I recently wrote a post about the pitfalls of giving unsolicited advice, so I can’t tell my pastor-friends what to do. But as a church member who is recovering from pornography addiction (and who has friends who still use pornography) I sure would love to hear a good sermon on pornography one of these days…

7 thoughts on “Why Don’t Pastors Preach About Pornography?

  1. Is it possible that the suppression of sexual desire within religions of all kinds is at the heart of pornography’s appeal to the clergy? Maybe if religious leaders in our communities were able to live more normal lives the craving would subside. Just a question.

    • Hi stuartart, I honestly don’t know the answer to your question. From my own experience I can tell you that one mistake I made was to think that a lack of sex was to blame for my lust. Lust and sexual desire can be two different things, though through pornography the difference becomes so blurred that I assumed they were one and the same.

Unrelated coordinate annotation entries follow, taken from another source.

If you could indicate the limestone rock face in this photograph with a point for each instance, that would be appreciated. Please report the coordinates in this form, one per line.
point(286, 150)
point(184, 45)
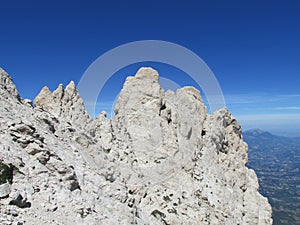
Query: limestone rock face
point(160, 160)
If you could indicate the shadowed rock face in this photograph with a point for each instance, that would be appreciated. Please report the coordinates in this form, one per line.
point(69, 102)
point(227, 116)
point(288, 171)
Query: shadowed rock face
point(160, 160)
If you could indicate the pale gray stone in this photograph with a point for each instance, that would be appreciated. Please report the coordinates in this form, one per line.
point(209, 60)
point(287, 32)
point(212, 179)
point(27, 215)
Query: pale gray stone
point(162, 159)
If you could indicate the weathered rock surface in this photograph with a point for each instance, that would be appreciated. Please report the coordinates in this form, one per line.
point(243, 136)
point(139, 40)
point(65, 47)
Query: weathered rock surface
point(160, 160)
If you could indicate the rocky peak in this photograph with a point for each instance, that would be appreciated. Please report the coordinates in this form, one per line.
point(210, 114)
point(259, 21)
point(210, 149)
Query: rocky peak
point(65, 104)
point(160, 160)
point(7, 87)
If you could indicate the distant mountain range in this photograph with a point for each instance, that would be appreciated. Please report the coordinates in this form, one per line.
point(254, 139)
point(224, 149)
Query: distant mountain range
point(276, 160)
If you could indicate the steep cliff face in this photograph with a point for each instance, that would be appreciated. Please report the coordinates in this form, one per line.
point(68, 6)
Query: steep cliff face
point(160, 160)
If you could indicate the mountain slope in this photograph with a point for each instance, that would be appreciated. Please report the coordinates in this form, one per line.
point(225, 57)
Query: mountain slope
point(160, 160)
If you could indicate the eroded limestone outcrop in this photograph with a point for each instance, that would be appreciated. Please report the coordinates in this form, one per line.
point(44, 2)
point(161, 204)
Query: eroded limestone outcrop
point(160, 160)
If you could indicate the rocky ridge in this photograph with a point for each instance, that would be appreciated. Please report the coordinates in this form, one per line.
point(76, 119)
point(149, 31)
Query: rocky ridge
point(160, 160)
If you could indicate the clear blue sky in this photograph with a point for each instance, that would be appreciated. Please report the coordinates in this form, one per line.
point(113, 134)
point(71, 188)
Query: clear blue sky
point(253, 47)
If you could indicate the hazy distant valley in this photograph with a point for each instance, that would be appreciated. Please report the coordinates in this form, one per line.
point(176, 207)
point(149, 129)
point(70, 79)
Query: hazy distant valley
point(276, 161)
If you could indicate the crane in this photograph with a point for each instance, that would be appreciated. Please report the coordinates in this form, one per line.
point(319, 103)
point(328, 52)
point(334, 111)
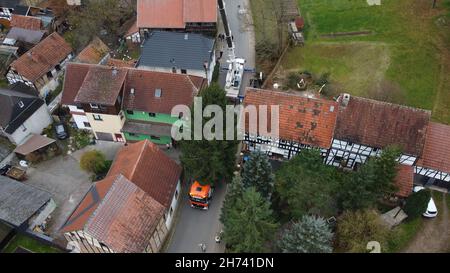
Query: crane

So with regard to clergy, their lust and subsequent use of pornography may have less to do with allowable sexual activity than you might think.

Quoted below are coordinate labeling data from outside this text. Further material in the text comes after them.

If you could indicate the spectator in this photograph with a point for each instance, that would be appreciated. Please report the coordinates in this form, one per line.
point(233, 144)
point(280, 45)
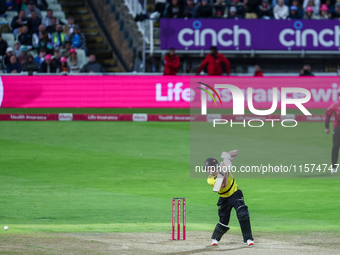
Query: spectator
point(299, 7)
point(13, 66)
point(281, 10)
point(174, 10)
point(78, 39)
point(47, 66)
point(190, 10)
point(41, 57)
point(30, 66)
point(16, 50)
point(23, 56)
point(68, 29)
point(330, 6)
point(36, 36)
point(312, 3)
point(306, 71)
point(18, 21)
point(265, 11)
point(258, 72)
point(45, 43)
point(324, 14)
point(92, 66)
point(171, 63)
point(47, 20)
point(25, 38)
point(309, 14)
point(240, 11)
point(9, 53)
point(232, 13)
point(52, 28)
point(66, 52)
point(73, 61)
point(34, 23)
point(56, 59)
point(31, 7)
point(293, 13)
point(3, 46)
point(59, 37)
point(216, 63)
point(204, 10)
point(64, 68)
point(336, 13)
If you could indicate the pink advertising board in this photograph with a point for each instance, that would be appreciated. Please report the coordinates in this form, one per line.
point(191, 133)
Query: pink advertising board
point(151, 91)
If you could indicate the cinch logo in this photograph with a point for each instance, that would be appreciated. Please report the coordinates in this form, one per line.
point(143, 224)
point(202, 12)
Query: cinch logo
point(239, 99)
point(225, 37)
point(298, 37)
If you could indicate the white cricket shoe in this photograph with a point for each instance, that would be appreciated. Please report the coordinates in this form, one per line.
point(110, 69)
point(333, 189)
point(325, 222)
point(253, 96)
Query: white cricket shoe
point(214, 242)
point(250, 242)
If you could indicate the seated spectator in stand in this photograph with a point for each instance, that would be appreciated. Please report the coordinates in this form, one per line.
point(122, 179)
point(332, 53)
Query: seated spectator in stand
point(265, 11)
point(171, 63)
point(281, 10)
point(16, 49)
point(330, 6)
point(47, 66)
point(220, 9)
point(240, 11)
point(18, 21)
point(78, 39)
point(45, 43)
point(23, 57)
point(336, 13)
point(13, 66)
point(312, 3)
point(34, 23)
point(59, 37)
point(68, 29)
point(64, 68)
point(258, 71)
point(66, 52)
point(31, 7)
point(52, 28)
point(174, 10)
point(36, 36)
point(9, 53)
point(306, 71)
point(41, 57)
point(324, 14)
point(215, 63)
point(25, 38)
point(47, 20)
point(232, 13)
point(30, 66)
point(190, 9)
point(300, 10)
point(293, 13)
point(204, 10)
point(310, 14)
point(92, 66)
point(73, 62)
point(3, 46)
point(56, 59)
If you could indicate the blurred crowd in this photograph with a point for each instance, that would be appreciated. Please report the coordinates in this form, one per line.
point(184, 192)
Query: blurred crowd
point(45, 45)
point(250, 9)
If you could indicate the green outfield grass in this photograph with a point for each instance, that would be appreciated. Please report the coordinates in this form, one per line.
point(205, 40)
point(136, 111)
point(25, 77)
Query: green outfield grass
point(121, 177)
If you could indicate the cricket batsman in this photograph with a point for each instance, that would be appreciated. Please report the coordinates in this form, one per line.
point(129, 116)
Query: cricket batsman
point(230, 197)
point(334, 109)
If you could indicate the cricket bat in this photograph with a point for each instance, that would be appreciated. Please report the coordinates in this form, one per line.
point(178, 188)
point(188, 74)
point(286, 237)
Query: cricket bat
point(220, 176)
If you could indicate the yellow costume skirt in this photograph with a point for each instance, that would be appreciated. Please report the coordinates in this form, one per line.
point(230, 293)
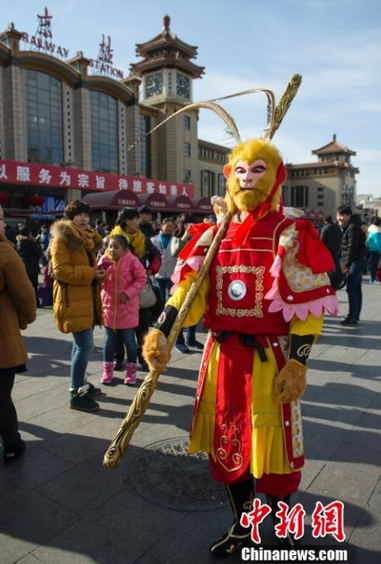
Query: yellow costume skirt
point(268, 454)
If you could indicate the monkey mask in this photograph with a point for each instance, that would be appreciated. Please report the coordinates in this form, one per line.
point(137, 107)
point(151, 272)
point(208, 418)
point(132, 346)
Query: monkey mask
point(254, 174)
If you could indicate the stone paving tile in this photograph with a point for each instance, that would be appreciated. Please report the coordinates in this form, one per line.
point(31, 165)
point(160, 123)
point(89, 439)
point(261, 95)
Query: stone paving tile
point(28, 520)
point(123, 531)
point(85, 487)
point(29, 559)
point(367, 534)
point(35, 468)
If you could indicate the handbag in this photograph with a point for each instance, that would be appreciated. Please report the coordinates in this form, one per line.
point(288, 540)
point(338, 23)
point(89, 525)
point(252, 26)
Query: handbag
point(147, 297)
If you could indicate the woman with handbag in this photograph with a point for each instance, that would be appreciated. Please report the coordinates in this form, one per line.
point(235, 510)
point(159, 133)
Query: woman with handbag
point(127, 224)
point(125, 278)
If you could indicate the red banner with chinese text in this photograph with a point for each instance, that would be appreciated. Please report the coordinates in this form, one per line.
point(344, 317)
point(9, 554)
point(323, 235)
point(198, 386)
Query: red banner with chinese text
point(45, 176)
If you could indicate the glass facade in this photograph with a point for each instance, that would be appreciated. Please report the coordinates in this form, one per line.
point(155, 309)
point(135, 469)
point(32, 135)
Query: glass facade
point(44, 118)
point(104, 132)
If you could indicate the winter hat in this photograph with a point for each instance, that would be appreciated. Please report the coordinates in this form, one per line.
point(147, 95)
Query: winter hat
point(75, 208)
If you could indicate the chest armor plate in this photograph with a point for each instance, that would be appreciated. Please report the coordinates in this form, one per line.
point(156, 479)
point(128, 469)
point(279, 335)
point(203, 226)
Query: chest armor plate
point(240, 279)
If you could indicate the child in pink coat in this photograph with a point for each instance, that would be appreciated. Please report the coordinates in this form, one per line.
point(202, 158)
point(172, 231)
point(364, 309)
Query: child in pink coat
point(126, 277)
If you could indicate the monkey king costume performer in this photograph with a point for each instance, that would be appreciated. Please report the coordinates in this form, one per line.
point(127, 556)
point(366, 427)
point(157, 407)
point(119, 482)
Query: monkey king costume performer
point(263, 302)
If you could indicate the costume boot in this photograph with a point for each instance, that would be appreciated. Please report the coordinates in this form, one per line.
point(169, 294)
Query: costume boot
point(108, 373)
point(289, 540)
point(241, 496)
point(130, 378)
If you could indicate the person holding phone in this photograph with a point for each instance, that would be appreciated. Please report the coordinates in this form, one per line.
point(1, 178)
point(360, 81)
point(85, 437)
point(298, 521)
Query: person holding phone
point(76, 295)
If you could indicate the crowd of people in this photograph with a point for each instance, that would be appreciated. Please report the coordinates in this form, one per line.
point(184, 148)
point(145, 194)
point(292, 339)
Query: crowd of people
point(356, 249)
point(96, 275)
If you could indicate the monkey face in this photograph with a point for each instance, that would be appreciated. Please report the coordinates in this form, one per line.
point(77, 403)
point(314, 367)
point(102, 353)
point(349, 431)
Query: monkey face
point(251, 174)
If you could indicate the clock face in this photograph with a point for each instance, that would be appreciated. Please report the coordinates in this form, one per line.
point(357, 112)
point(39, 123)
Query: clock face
point(182, 86)
point(154, 84)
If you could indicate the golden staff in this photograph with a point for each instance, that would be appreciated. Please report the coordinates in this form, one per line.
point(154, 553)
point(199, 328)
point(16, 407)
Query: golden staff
point(118, 447)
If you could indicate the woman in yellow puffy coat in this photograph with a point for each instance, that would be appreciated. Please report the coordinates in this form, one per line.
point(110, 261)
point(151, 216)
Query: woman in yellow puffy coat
point(76, 294)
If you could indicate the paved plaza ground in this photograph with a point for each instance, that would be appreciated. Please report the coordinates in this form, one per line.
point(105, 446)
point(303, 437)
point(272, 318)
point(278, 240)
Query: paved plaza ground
point(59, 505)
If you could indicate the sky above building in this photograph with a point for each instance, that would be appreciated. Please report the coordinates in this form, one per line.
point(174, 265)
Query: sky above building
point(334, 44)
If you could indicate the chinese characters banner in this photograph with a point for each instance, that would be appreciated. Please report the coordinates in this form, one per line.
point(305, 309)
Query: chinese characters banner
point(46, 176)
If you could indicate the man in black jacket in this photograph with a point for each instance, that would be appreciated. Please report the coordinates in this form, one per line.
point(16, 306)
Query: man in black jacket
point(353, 260)
point(331, 235)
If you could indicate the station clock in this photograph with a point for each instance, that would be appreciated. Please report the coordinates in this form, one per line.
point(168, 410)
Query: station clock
point(182, 86)
point(154, 84)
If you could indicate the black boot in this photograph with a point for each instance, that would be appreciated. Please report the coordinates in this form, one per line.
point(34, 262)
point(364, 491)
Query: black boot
point(241, 496)
point(288, 541)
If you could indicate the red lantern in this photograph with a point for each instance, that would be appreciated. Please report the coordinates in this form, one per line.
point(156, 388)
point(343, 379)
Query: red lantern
point(36, 200)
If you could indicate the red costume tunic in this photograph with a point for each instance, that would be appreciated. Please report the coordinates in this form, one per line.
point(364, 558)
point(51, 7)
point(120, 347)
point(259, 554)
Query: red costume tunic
point(248, 327)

      Having said that, any kind of community, religious or otherwise, that fails to adequately address its members needs openly with good communication is bound to fail.

      The denomination I attend is led by pastors who are married, and they seem to struggle with pornography the same as everyone else. Just a thought.

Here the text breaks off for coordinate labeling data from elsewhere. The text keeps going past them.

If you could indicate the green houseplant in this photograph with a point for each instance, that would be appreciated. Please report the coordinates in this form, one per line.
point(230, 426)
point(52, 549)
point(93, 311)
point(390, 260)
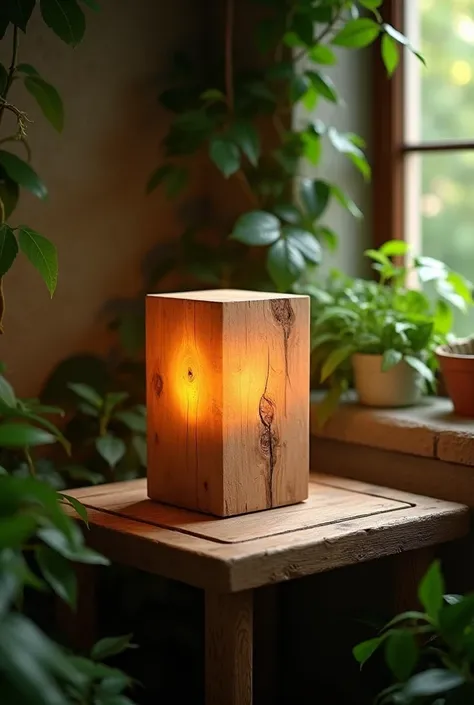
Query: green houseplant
point(429, 653)
point(39, 542)
point(240, 123)
point(384, 333)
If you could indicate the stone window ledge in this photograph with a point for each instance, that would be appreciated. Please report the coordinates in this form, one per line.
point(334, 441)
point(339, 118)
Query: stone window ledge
point(430, 430)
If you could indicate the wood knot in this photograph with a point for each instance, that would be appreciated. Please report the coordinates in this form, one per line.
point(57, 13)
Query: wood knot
point(157, 384)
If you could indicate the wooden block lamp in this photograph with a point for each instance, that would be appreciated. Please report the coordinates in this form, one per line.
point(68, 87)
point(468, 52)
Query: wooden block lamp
point(228, 400)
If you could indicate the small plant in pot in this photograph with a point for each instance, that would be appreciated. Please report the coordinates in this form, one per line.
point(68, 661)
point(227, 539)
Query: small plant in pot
point(382, 335)
point(456, 360)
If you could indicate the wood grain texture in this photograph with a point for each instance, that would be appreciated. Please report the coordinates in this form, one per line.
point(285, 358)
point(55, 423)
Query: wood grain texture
point(325, 505)
point(231, 567)
point(228, 400)
point(229, 648)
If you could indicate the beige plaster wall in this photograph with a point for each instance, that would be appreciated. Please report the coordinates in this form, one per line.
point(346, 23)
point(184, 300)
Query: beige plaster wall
point(97, 213)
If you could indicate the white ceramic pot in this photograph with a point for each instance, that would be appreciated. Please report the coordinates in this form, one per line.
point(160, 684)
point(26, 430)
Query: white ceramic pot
point(399, 386)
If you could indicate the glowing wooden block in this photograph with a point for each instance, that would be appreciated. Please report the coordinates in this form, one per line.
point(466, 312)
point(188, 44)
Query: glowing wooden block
point(228, 400)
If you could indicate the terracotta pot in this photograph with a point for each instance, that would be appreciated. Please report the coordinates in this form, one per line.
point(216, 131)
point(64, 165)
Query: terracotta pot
point(457, 366)
point(399, 386)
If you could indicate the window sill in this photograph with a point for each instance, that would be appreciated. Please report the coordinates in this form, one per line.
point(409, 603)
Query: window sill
point(429, 431)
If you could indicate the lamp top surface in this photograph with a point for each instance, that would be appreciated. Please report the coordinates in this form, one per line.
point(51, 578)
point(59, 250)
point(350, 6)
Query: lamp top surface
point(227, 295)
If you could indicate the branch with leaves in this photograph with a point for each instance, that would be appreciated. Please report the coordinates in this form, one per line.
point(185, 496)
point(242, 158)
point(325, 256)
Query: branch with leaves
point(297, 40)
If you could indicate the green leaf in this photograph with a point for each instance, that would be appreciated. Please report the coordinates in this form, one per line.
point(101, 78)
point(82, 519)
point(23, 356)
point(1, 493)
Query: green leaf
point(395, 248)
point(19, 12)
point(432, 682)
point(421, 368)
point(225, 155)
point(305, 242)
point(84, 391)
point(322, 54)
point(22, 173)
point(246, 138)
point(390, 54)
point(77, 506)
point(133, 421)
point(9, 193)
point(431, 591)
point(20, 435)
point(65, 18)
point(443, 321)
point(323, 85)
point(48, 100)
point(7, 395)
point(285, 263)
point(363, 651)
point(111, 646)
point(357, 33)
point(456, 617)
point(401, 653)
point(257, 228)
point(8, 248)
point(42, 254)
point(174, 178)
point(314, 195)
point(335, 359)
point(390, 359)
point(111, 449)
point(59, 573)
point(346, 202)
point(16, 530)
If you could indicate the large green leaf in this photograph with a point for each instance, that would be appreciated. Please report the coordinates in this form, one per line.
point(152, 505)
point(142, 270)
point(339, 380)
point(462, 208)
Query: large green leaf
point(285, 263)
point(59, 573)
point(390, 53)
point(22, 173)
point(357, 33)
point(305, 242)
point(314, 196)
point(431, 590)
point(8, 248)
point(42, 254)
point(18, 11)
point(48, 100)
point(20, 435)
point(225, 155)
point(65, 18)
point(111, 448)
point(257, 228)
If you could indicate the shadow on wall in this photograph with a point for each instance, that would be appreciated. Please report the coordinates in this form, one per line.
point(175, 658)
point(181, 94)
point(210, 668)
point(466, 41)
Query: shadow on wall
point(97, 214)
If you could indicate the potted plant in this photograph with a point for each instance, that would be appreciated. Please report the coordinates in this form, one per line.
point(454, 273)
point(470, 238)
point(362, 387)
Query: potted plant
point(383, 335)
point(456, 360)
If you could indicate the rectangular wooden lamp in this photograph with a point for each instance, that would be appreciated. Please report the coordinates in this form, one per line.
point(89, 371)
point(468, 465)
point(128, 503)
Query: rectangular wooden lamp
point(228, 400)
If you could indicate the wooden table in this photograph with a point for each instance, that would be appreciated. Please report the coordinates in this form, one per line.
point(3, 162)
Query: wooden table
point(343, 522)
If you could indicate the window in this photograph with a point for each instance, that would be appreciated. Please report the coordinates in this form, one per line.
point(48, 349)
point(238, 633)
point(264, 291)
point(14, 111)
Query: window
point(424, 149)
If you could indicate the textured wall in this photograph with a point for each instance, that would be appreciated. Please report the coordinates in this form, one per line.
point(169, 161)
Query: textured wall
point(97, 214)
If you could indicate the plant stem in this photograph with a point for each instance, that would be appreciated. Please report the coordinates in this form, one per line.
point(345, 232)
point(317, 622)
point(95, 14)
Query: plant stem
point(30, 463)
point(229, 55)
point(11, 71)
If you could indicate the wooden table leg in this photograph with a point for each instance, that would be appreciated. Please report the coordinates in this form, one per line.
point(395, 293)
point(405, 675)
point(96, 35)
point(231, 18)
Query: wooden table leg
point(410, 567)
point(266, 645)
point(229, 648)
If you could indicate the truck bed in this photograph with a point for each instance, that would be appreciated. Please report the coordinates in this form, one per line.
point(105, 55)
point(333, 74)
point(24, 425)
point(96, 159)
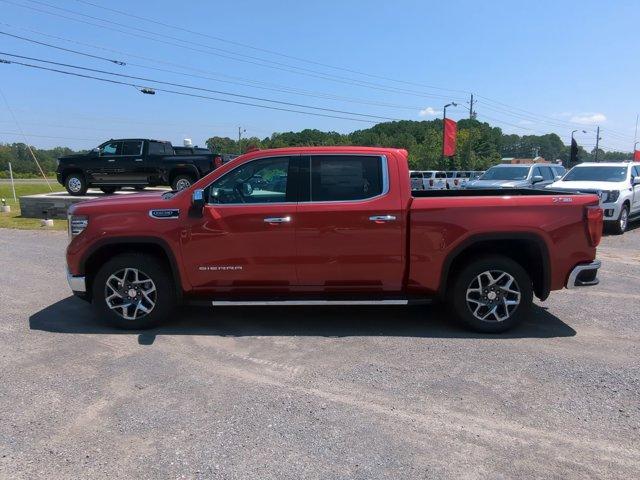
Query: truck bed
point(488, 192)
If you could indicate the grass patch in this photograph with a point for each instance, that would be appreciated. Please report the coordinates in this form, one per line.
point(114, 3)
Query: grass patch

      Anyway, this was a great question! I suspect everyone else who read the post was thinking the same thing.

  2. I think it is a matter of a pastor (even one who is “clean as a whistle” not wanting to feel uncomfortable with speaking about something so convicting. Indeed, messages of conviction of any kind are becoming more and more rare in the western church.
    Perhaps pastors would find it easier to target the root cause of pornography use – misdirected desire, which most often results in porn use for men and hyper-activity and control issues for women.

    • I would approach the topic from a ‘free-your-chains’ perspective (in fact all sin should be approached this way) rather than a ‘you’re-a-bad-person’ perspective. And i respectfully disagree that the indirect approach can be effective. I think we need to take this head-on.

      • I wouldn’t suggest an indirect approach at all. I just mean to say that focusing strictly on porn as being the root of the problem will not thoroughly address the problem. Many years ago, I got into a support group for guys with lust issues of varying degrees. I went nearly four years without using, but I realized later on that my momentum was born completely out of the exhilaration of finally knowing I wasn’t alone. Once that knowing started to feel normal, I struggled worse than ever. Had we a better grasp of what was compelling our behavior, I think the guys would have had greater success. It wasn’t until I better understood that porn use (and most other vices for that matter) is a negative symptom of a lack of a positive something that we in Western society are slowly dying from.
        Unfulfilled desire is killing us, both male and female among. Porn seems to be one of its most potent weapons.

      • Ahh, I see. Yes, we agree then. This would make a great preaching series! We should both blog a bit on unfulfilled desire…

      • ah, that sounds like fun! I shall see what comes forth!